飯綱町の果樹栽培は、明治20年代に高坂地区の笠井源太夫が西洋種のりんごを植えたのが端緒とされます。明治30年代後半には柳原(長野市)の清水慶造が、平出地区の髻山麓を開墾し西洋種の葡萄・桃・りんご等の栽培を始め、それを清水と同郷の富岡助右衛門が拡張し経営を本格化しました。同じ頃、地元の高野関五郎らも果樹栽培を始めて、大正初め頃には平出地区で果樹栽培が広まっていました。旧三水村では倉井地区の高野伝太郎、関啓助らが大正初め頃に「*倭錦」を植えたことが知られています。

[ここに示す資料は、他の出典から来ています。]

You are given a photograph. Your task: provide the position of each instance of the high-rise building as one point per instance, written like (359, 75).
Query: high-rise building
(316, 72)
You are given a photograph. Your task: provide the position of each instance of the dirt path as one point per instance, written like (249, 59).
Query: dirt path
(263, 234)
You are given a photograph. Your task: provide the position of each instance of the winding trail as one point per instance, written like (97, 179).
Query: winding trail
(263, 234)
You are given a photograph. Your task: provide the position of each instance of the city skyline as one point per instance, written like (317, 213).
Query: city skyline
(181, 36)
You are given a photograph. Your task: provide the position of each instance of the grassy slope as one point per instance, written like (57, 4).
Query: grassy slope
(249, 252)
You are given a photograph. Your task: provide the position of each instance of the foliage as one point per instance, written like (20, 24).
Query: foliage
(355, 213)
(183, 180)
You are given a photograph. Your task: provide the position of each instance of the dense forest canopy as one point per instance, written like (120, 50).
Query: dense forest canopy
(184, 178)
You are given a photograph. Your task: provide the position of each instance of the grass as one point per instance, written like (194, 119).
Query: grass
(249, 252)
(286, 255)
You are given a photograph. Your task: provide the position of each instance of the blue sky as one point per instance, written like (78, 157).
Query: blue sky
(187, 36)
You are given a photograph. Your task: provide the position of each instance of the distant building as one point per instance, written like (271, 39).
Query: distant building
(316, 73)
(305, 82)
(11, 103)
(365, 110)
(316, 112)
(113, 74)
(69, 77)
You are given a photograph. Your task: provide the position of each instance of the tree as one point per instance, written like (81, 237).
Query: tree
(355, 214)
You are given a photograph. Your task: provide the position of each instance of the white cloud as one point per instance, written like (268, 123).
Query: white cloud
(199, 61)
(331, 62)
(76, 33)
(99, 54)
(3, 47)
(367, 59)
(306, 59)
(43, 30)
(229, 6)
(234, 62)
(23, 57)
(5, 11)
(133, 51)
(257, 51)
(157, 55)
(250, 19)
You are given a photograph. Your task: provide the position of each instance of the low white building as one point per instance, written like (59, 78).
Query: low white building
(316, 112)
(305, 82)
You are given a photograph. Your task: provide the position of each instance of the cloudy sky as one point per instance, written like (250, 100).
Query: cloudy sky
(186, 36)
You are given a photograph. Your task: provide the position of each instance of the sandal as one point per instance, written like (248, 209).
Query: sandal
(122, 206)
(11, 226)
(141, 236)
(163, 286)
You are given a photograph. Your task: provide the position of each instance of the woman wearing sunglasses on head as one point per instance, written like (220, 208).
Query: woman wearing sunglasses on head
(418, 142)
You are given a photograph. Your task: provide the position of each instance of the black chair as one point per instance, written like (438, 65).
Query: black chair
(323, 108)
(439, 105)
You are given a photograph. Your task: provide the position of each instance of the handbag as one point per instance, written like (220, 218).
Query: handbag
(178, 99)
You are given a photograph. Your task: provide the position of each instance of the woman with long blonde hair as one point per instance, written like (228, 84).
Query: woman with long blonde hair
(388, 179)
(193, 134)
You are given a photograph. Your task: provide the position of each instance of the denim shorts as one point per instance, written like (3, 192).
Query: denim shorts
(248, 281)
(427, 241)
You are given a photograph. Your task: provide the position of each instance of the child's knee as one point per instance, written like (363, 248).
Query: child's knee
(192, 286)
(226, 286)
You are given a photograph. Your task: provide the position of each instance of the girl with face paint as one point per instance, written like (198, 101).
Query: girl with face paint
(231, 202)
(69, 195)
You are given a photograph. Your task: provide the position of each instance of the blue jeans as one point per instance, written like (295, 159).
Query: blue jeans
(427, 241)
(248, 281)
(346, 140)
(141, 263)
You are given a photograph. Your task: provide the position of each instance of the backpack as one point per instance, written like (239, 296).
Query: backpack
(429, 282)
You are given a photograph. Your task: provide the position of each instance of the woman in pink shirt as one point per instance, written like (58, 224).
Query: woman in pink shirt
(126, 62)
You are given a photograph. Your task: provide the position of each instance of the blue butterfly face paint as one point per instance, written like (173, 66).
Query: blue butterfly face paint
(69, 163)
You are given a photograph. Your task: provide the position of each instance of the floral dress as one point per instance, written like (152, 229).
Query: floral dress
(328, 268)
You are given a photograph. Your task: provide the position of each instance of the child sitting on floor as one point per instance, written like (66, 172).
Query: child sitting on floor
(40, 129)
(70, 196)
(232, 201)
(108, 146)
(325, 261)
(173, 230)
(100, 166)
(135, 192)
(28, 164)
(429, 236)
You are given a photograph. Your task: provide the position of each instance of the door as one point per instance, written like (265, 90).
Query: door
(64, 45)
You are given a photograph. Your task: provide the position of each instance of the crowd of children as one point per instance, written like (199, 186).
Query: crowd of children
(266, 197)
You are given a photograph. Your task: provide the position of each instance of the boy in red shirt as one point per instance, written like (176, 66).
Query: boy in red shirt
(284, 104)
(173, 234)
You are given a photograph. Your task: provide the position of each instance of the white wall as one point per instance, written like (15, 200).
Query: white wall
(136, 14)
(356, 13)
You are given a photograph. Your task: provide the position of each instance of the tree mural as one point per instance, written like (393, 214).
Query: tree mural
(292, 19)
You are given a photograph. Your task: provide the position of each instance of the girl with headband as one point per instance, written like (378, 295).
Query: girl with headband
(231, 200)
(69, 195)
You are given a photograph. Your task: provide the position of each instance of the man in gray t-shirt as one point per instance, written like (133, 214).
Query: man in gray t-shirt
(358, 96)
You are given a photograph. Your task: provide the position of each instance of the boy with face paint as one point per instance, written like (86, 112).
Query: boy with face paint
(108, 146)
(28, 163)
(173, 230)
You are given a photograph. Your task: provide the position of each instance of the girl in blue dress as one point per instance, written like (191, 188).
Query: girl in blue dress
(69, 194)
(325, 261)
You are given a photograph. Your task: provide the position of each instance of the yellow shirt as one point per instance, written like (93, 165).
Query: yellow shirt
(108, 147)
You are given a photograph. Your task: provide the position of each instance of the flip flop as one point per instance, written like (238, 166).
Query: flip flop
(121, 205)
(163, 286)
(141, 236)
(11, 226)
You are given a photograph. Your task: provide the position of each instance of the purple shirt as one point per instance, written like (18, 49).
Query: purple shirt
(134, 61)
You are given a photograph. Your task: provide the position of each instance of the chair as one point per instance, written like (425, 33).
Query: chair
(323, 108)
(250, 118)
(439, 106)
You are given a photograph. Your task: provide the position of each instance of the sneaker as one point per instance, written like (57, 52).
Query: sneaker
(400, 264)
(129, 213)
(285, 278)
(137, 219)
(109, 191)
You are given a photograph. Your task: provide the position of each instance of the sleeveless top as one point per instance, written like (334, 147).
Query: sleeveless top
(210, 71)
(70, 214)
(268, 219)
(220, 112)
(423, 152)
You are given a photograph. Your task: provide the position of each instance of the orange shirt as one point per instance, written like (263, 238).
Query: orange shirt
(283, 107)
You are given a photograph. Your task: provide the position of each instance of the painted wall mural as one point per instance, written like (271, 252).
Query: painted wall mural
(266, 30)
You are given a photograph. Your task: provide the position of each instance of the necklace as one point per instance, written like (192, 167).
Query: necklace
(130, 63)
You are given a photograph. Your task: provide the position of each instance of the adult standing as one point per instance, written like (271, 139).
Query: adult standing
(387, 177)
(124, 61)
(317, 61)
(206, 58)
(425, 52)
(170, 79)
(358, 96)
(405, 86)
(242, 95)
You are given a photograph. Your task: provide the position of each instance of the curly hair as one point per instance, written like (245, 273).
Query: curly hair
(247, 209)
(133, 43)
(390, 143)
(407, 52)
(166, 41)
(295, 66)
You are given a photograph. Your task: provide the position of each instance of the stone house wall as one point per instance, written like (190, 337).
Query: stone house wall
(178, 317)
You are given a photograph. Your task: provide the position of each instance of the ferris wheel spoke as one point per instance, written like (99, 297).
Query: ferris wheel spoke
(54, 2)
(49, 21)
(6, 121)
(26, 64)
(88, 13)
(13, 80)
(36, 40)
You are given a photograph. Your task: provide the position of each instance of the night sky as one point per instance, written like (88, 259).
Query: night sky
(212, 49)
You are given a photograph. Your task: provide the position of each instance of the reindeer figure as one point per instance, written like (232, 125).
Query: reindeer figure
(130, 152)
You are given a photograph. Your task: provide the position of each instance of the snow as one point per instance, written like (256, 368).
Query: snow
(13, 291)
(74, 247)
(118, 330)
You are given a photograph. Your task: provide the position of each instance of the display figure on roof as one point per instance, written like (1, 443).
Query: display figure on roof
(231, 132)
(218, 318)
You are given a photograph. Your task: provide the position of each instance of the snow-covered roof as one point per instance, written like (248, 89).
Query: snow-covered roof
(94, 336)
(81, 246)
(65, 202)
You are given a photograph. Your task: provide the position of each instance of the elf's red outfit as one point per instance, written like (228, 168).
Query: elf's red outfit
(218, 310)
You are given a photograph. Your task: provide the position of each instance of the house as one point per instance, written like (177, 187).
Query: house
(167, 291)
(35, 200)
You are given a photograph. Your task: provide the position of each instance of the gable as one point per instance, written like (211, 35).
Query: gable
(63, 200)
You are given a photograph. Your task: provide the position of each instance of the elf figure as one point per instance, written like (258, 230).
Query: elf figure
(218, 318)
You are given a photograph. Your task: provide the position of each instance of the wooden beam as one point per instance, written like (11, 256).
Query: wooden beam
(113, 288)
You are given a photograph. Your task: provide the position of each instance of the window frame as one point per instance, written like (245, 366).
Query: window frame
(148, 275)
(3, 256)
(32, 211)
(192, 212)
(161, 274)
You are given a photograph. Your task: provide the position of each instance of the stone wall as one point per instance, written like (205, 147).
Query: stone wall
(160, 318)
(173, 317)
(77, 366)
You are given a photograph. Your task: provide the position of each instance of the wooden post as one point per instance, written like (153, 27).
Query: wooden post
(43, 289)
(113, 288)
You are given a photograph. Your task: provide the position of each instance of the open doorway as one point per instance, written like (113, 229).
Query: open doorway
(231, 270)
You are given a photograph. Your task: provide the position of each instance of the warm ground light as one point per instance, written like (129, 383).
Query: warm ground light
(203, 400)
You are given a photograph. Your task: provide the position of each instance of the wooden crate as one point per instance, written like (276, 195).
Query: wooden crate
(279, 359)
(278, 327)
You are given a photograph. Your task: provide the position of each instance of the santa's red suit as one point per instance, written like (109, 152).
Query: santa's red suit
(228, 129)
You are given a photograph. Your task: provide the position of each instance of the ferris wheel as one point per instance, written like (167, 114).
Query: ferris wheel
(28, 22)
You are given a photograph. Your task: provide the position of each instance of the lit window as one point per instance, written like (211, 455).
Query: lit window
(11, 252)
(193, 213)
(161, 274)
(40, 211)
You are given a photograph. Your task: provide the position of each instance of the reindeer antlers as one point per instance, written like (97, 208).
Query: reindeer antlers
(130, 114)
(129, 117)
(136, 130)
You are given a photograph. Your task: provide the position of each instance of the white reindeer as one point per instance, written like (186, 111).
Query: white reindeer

昭和50年代後半 矮化(わいか)栽培のりんご畑/倉井地区 拡大
昭和50年代後半 矮化(わいか)栽培のりんご畑/倉井地区

りんご栽培、昭和期に急拡大

昭和4(1929)年、ニューヨーク株式市場の株価大暴落に端を発した世界恐慌の影響で、絹需要は急激に減退し、蚕糸業が主要産業であった長野県下は経済的大打撃を受けました。

それまで、米作と養蚕を生業としてきた農家は、経済的価値を持たなくなった桑畑を別の農作物の畑に転換せざるを得ません。

北信ではりんごの栽培畑に、南信ではりんごや日本梨の栽培畑に徐々に転換していきました。この頃は未だ、りんご栽培は農業の中核ではありません。

しかし、蚕糸業の衰退という窮地は、りんご栽培・産業飛躍へのターニングポイントに。戦時中の作付統制令で一時停滞したりんご栽培ですが、終戦後以降には、りんご景気という追い風を背景に、農地改革を経て、農業技術も日々進歩し、養蚕業から転換した長野県下のりんご栽培・産業は活況へと転じていきました。

現在の矮化栽培のりんご畑/倉井地区 拡大
現在の矮化栽培のりんご畑/倉井地区

桃畑の景観が観光資源に

昭和4(1929)年以降、急激に経済不況に陥った国内では交通運輸業界でも輸送貨物や旅客が激減。そこで、鉄路利用の新たな活路を見出そうと、豊かな信州の自然を資源にした「観光産業」への手立てが模索されました。昭和8(1933)年春、招かれて来訪した岡田三郎助ら画家一行は、桃花が咲く果樹園(平出見晴地区)一帯あかたんかきょうが、丹い花が霞のごとくたなびく様に見えたことから、この地を「丹霞郷」と命名。一行を招聘した豊野町商工会や平出園芸組合・住民は一丸となってこの観光PRに努め、数年後には「桃花の名所」と言われるまでになりました。

しかし、昭和20年代以降の長野県下はりんご景気に沸き、やがて昭和40年代になると、桃花の名所でも桃畑からりんご畑への転作が増加しました。昭和43(1968)年には、農業構造改善事業で平出十文字地籍に桃畑は集積し、集団農園として再生されました。現在もなお、「丹霞郷」は多くの人々が訪れる「桃花の名所」です。同じ昭和43年は、旧三水村で国内りんご生産量の約1%に迫る9,560㌧を産出し、この地のりんご栽培の記憶に残る年でした。

現在の丹霞郷(たんかきょう)/遠く北信五岳を望む 拡大
現在の丹霞郷(たんかきょう)/遠く北信五岳を望む

註釈・専門用語の解説

* 倭錦(やまとにしき)
英名Ben Davis(ベン・デービス)。アメリカ原産で、長野県では「善光寺りんご」と呼ばれた歴史的品種。